Within Peru’s domestic law, the Peruvian Penal Code includes chapters related to fraud in the administration of legal entities as well as a section devoted to crimes against public administration. The latter also includes offences related to corrupt practices, such as identified concussions, collusion, and embezzlement. Furthermore, one section is specifically dedicated to corruption of officials, in which the active transnational bribery is also comprised.
Economic growth in Peru and the signing of multiple free trade agreements with North America, Europe, and Asia has increased the need for Peruvian companies to become more competitive and comply with the good business practices and integrity standards required by the agreements.

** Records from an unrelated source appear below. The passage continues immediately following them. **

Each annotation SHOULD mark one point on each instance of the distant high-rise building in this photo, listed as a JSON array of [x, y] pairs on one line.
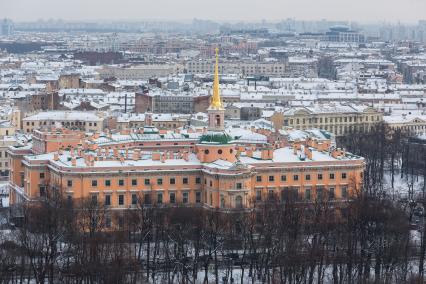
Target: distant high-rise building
[[7, 27]]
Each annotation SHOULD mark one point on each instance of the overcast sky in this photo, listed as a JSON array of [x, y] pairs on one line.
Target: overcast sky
[[223, 10]]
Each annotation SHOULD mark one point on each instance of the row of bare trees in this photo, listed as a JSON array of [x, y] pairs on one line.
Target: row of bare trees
[[365, 240]]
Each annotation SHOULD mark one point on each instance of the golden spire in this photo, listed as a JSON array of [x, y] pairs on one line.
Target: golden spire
[[216, 101]]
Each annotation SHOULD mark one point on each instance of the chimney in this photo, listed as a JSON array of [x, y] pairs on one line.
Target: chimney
[[266, 153], [156, 156], [186, 156], [136, 155], [308, 152]]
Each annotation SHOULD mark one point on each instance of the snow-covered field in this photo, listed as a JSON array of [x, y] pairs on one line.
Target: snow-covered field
[[4, 195]]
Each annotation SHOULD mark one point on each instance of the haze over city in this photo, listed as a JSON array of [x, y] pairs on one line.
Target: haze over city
[[409, 11], [221, 141]]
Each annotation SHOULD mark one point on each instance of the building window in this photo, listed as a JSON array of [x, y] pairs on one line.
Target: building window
[[222, 201], [185, 197], [42, 190], [108, 221], [344, 192], [94, 199], [107, 200], [308, 194], [258, 195], [331, 194], [134, 199], [320, 194], [172, 197], [238, 201], [147, 198], [121, 199]]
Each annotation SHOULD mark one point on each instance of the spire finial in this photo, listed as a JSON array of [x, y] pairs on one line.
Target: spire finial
[[216, 101]]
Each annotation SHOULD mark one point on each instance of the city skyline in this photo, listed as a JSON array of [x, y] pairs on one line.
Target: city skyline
[[363, 11]]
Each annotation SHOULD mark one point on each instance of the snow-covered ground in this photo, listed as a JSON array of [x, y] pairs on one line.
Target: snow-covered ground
[[4, 195], [402, 186]]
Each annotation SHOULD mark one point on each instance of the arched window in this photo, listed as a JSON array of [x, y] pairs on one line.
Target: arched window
[[238, 201], [217, 120], [222, 201]]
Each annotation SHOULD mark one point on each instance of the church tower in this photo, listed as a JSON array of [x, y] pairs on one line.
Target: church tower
[[216, 144], [216, 112]]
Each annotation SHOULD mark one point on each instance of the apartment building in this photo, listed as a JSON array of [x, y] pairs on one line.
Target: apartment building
[[87, 121], [336, 118]]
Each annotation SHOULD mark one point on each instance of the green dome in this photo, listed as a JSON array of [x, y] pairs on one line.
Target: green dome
[[219, 137]]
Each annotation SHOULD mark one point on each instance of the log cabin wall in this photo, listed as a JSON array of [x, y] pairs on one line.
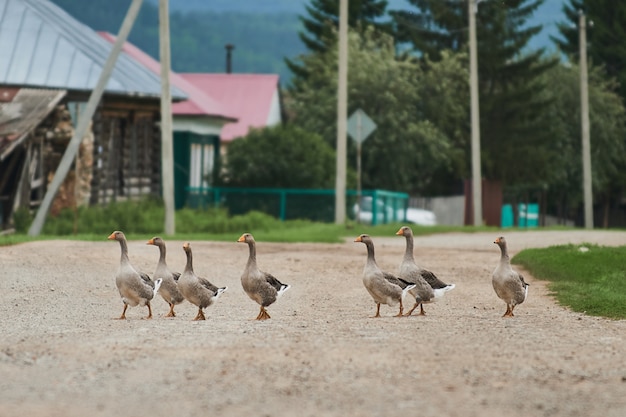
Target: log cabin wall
[[127, 154]]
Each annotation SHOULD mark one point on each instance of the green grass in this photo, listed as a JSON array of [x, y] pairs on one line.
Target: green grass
[[592, 282]]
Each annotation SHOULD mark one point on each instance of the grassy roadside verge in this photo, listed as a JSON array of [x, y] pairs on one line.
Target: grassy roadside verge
[[587, 278]]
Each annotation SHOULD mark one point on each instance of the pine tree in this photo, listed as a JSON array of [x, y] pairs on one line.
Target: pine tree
[[322, 24], [606, 31], [511, 108]]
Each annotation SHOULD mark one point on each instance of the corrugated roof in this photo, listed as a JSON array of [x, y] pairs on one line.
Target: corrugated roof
[[21, 110], [43, 46], [249, 96], [197, 104]]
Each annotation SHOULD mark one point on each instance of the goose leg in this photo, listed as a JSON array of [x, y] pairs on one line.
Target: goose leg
[[263, 314], [401, 310], [123, 316], [412, 309], [149, 310], [171, 312], [200, 315]]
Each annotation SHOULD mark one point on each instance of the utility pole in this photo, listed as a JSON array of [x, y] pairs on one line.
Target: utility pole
[[584, 113], [342, 114], [477, 194], [84, 120], [167, 147]]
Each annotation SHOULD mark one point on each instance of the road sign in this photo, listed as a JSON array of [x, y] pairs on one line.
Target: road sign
[[360, 126]]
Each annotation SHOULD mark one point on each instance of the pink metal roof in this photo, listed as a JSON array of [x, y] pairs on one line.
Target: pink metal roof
[[249, 96], [198, 104]]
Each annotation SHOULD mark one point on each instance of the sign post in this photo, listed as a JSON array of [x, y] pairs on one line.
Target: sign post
[[360, 126]]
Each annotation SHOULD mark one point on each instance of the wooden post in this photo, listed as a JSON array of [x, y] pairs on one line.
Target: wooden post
[[167, 146], [342, 114]]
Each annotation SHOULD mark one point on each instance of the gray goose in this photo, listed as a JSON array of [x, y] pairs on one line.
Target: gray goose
[[135, 287], [385, 288], [169, 288], [427, 286], [197, 290], [260, 286], [508, 283]]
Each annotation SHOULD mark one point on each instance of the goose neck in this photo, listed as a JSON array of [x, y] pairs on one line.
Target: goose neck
[[189, 264], [252, 254], [408, 253]]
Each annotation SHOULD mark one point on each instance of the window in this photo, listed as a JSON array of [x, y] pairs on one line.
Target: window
[[201, 165]]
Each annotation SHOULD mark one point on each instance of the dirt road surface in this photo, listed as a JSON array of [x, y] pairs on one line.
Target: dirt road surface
[[63, 353]]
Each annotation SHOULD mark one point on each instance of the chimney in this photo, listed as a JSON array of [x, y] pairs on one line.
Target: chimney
[[229, 57]]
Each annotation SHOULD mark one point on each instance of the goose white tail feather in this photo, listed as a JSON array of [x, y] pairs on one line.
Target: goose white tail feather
[[282, 290], [407, 289], [526, 292]]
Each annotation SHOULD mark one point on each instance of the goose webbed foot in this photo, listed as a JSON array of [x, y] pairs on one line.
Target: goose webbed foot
[[401, 310], [412, 309], [200, 315], [377, 311], [171, 312], [149, 311], [123, 316]]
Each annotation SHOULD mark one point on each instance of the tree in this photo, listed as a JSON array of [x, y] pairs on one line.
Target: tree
[[280, 157], [608, 126], [510, 80], [406, 149], [322, 24], [604, 38]]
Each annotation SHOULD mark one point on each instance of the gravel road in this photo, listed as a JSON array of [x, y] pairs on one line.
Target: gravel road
[[63, 353]]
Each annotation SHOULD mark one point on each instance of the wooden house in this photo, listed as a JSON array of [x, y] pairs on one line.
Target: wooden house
[[50, 63]]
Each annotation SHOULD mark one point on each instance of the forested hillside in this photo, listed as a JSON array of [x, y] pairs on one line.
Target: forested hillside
[[264, 32], [197, 39]]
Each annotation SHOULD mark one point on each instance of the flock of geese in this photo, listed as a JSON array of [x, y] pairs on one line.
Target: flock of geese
[[137, 288]]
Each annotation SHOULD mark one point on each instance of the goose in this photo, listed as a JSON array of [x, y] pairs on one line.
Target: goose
[[428, 287], [508, 283], [385, 288], [135, 287], [169, 288], [260, 286], [197, 290]]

In Peru compliance with the prevention of money laundering and terrorist financing was initially based on the standards set by the financial regulator. This concept was expanded and took effect through domestic policies applicable to transnational corporations with a presence in Peru, whose parent companies were required to comply with ethics and compliance standards. Among the most recently adopted standards, one should mention the new risk management regulation on money laundering and terrorist financing, which was approved in July 2015. More recently, on 21 April 2016, Law No. 30424 governing the administrative liability of legal persons for the offence of active transnational bribery was published. This will come into effect on 1 July 2017.
This law still maintains distance from the scheme of criminal liability of legal persons applied in many countries in the region and internationally. But it is a first and important step which in the future should be consolidated as an effective system to prevent corruption in the interaction between private companies and the state, with the extension to other offences related to corruption of officials. But it is important to highlight the momentum that the High Level Anti-Corruption Commission of Peru gave to this piece of legislation. This was despite resistance and scepticism from the business community, which was based on mistrust of the actions of some functionaries in the judiciary against whom there are allegations of corruption.
Law No. 30424 has become the first instrument in Peru’s legal system in which the attribution of liability for legal persons, regardless of the criminal liability of the natural person acting as an agent of the unlawful conduct, is considered. Although recognized as being oriented towards administrative responsibility, the rule provides that the procedure is performed in the context of criminal proceedings. The law considers the application of administrative sanctions including fines, disqualification, cancellation of licenses, concessions, and administrative authorizations, until the dissolution of the legal person. This law also considers an organization’s implementation of prevention models involving surveillance measures and good control to avoid the materialization of the crime. The effective implementation and operation of these models will be verified by the judge or prosecutor as appropriate as a mitigating or exculpatory factor of administrative responsibility.
Based on the experience gained in both the public and private sectors in prevention efforts and research, risk management, internal control, and compliance, this is a timely opportunity for Peruvian companies. They have a chance to develop prevention models that not only serve for regulatory compliance, but also to develop and internalize best business practices, corporate governance protocols, implementation of ethical guidelines, codes of conduct, and integrity, resulting in better positioning and competitiveness. Corruption and fraud are now globalized phenomena that jeopardize not only the public and private sector as agents but also national and transnational efforts of governments. A joint, responsible, and multidimensional action to reduce corruption and fraud is therefore needed.